02 February 2009

The capital market comprises many investment instruments and securities, and throughout the past couple of decades, the wizards of finance and trading regularly conjure up new instruments.

Many of these investment instruments are based on speculation and leverage. Speculation is when you invest on price movement. Leveraging is amplifying your investment with options. Often the investment is based on consensus whereby the collective basket of assets determines how the investment instrument will perform.

The underlying criterion for these sophisticated instruments is the creation of liquidity. Usually multiple markets of the asset class has to be created that makes the instruments liquid and marketable.

For instance, investing in currencies, commodities and even gold and oil is not exactly based on demand for the asset but on the demand for the option instrument. Asset Managers create multiple options which give each option holder the right but not the obligation to purchase the asset. Investing in futures, derivatives, contracts for difference, indexes, structured products, hedge funds and even secondary mortgages are other examples of speculative and leveraged investments.

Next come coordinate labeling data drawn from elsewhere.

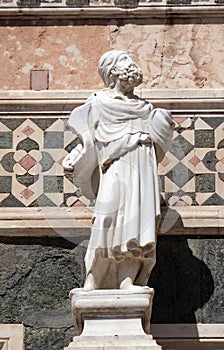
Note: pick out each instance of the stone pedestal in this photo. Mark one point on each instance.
(112, 319)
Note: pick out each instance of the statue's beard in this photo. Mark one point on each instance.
(131, 76)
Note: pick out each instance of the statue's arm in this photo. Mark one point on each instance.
(161, 131)
(72, 158)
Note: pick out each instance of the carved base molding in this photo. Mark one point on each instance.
(112, 319)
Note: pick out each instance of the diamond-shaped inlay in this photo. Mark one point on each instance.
(195, 160)
(165, 161)
(210, 160)
(27, 193)
(180, 174)
(28, 131)
(180, 147)
(27, 162)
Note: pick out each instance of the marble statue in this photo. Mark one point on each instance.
(121, 139)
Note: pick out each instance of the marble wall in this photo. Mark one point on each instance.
(32, 150)
(174, 53)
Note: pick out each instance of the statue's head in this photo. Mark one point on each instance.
(115, 65)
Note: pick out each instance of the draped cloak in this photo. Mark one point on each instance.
(116, 164)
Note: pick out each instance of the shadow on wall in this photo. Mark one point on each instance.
(183, 283)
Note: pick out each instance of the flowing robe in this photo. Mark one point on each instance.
(116, 163)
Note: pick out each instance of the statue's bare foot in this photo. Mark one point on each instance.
(89, 283)
(127, 284)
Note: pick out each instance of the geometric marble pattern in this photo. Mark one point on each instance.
(31, 153)
(32, 150)
(192, 173)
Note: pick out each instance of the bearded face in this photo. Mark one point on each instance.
(130, 76)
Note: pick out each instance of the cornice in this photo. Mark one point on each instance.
(109, 12)
(62, 102)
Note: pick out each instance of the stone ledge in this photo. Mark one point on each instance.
(76, 222)
(189, 336)
(62, 102)
(108, 12)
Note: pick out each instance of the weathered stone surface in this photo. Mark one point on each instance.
(37, 275)
(174, 54)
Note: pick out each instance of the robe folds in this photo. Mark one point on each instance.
(115, 162)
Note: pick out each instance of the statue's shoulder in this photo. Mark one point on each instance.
(95, 96)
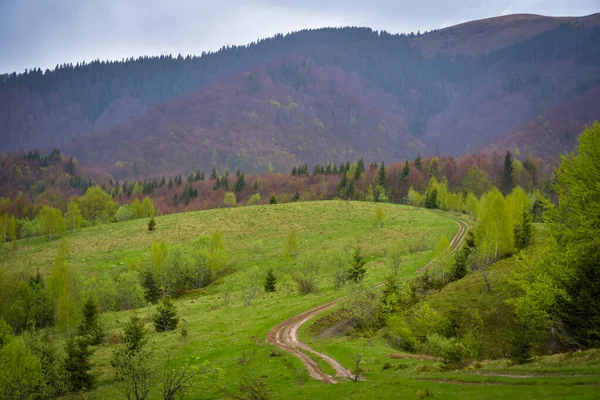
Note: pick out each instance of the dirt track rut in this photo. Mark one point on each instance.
(285, 335)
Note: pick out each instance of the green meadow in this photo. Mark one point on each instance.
(232, 336)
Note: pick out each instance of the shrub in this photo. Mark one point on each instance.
(400, 334)
(166, 318)
(426, 321)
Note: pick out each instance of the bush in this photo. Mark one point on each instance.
(254, 199)
(455, 355)
(166, 318)
(426, 321)
(124, 213)
(306, 276)
(437, 345)
(152, 224)
(400, 334)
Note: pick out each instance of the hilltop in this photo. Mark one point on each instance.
(324, 94)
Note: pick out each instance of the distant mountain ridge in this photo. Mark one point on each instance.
(313, 96)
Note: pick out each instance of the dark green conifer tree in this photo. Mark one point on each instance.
(270, 281)
(152, 223)
(382, 176)
(508, 175)
(78, 366)
(166, 318)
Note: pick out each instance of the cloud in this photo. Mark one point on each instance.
(43, 33)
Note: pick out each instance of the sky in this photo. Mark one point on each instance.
(43, 33)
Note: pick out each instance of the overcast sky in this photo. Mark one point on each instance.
(43, 33)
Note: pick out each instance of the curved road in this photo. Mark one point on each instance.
(285, 335)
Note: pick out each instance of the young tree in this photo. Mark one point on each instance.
(495, 231)
(78, 365)
(89, 324)
(73, 216)
(177, 381)
(249, 282)
(305, 276)
(382, 176)
(134, 333)
(508, 175)
(379, 217)
(97, 206)
(405, 171)
(135, 372)
(290, 248)
(130, 293)
(442, 252)
(166, 318)
(270, 281)
(357, 269)
(523, 230)
(340, 262)
(396, 255)
(51, 221)
(147, 207)
(62, 291)
(254, 199)
(20, 372)
(413, 197)
(229, 199)
(152, 224)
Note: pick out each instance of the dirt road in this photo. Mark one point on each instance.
(285, 335)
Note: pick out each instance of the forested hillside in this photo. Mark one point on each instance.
(374, 94)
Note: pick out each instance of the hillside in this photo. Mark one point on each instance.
(358, 92)
(485, 35)
(559, 127)
(252, 118)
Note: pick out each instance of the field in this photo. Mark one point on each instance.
(232, 336)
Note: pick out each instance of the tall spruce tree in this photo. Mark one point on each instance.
(270, 281)
(508, 174)
(166, 318)
(78, 365)
(574, 245)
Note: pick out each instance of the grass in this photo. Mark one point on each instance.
(255, 236)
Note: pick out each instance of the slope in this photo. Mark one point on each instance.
(485, 35)
(284, 112)
(556, 130)
(452, 103)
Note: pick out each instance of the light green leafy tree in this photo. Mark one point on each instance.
(21, 374)
(73, 216)
(62, 292)
(51, 222)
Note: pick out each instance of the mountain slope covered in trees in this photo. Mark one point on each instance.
(352, 92)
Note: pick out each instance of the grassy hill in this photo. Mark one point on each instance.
(254, 236)
(232, 336)
(387, 370)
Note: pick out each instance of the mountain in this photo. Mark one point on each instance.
(250, 119)
(485, 35)
(311, 96)
(558, 128)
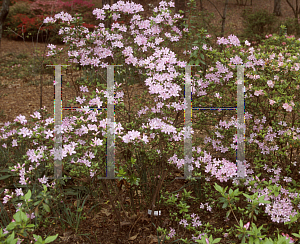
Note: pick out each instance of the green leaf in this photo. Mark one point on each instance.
(217, 240)
(5, 177)
(51, 238)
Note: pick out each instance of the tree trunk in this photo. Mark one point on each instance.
(3, 14)
(277, 7)
(224, 19)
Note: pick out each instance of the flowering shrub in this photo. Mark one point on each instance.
(26, 18)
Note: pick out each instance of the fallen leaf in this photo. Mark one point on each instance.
(105, 211)
(133, 238)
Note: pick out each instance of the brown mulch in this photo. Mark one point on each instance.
(17, 97)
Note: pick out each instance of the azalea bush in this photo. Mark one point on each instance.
(25, 18)
(152, 140)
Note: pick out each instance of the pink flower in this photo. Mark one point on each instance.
(287, 107)
(247, 225)
(270, 83)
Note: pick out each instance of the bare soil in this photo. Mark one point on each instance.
(21, 96)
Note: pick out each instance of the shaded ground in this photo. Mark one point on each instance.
(20, 96)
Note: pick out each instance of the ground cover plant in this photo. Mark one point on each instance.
(152, 140)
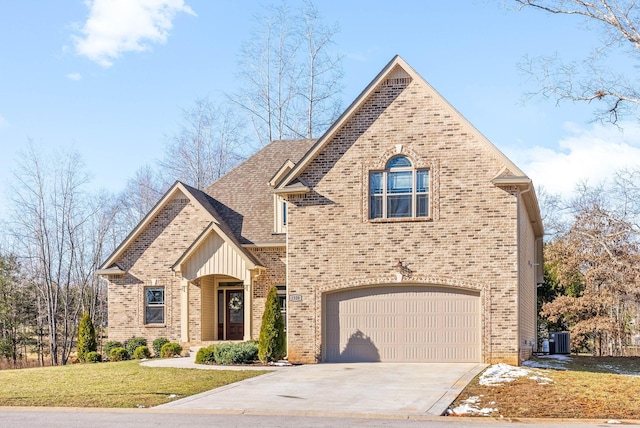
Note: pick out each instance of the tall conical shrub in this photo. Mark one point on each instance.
(86, 337)
(272, 345)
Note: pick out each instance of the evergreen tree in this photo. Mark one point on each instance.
(86, 337)
(272, 345)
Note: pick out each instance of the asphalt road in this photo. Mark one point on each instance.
(128, 418)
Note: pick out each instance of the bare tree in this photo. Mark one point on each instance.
(596, 262)
(592, 79)
(322, 71)
(207, 146)
(53, 227)
(139, 196)
(291, 75)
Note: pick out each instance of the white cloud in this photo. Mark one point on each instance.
(589, 155)
(117, 26)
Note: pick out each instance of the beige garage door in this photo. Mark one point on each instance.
(402, 324)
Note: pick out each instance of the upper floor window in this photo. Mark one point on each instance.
(280, 214)
(400, 191)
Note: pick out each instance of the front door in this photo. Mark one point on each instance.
(234, 309)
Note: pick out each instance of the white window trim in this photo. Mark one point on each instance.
(279, 214)
(414, 193)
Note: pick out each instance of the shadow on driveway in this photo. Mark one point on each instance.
(342, 389)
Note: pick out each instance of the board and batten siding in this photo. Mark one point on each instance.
(526, 284)
(215, 257)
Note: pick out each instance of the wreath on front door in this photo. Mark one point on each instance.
(235, 303)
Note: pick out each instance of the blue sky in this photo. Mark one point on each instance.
(116, 98)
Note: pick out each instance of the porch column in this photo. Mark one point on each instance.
(248, 307)
(184, 310)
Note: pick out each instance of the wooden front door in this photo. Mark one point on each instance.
(234, 309)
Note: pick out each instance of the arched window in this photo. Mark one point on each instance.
(400, 191)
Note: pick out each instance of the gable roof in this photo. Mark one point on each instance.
(199, 199)
(243, 197)
(395, 68)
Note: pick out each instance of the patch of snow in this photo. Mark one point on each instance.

The problem with these types of investment is that they introduce humongous risk levels to the average investor. Nonetheless, some investors are happy with the opportunity to amplify their risk through leveraging because they seek higher potential returns.

Investors are generally quite aware of the said types of investment instruments. Although they may not understand them, there is a lot of marketing and promotion that goes on about these instruments. Analysts and traders are all over them. In a sense the ‘investor relations’ of such investment products are quite sophisticated and a lot of information dissemination and disclosure occurs on it.

But now the tables have turned. Many of the instruments have collapsed or are surviving on a lifeline. In addition, the global financial market fallout is causing credit flow to businesses to be choked and companies eventually take the hit. Global trade is slowing down or stagnating. Downward spiralling equity valuations are also greatly affecting businesses’ capital sources.

The IR officer at these companies is now at a crossroads. Some have got their hands full trying to explain their issues and corporate sustainability. Others have chosen, rightly or otherwise, to lie low.

Arguably what is making things really bad in this economic crisis is the shattered investor confidence. Investor confidence is a necessary component of any recovery effort. However, a lot of trust has been lost.

Investors who are privy to sophisticated instruments and private wealth management are no longer confident of what’s real in the market, given that reality of the Madoff pyramid scheme. Retail investors have lost trust in investment banks and institutions that were supposed to be bastions of financial and investment management. Investors who are just learning about investing, including young investors, are quite turned off with the level of volatility and market making that goes on.

All this chaos may bring about the dawn of a new age of investor relations. Where investors go back to fundamentals and invest in real companies with real businesses. Where investors seek out information on companies, rather than speculative and leveraged investments. If so, companies will then see their valuations rise to justified levels. We hope IR professionals will embrace this imminent new regime of corporate disclosure, tempered by new spirit of regulation and fostered by responsible capital market participants.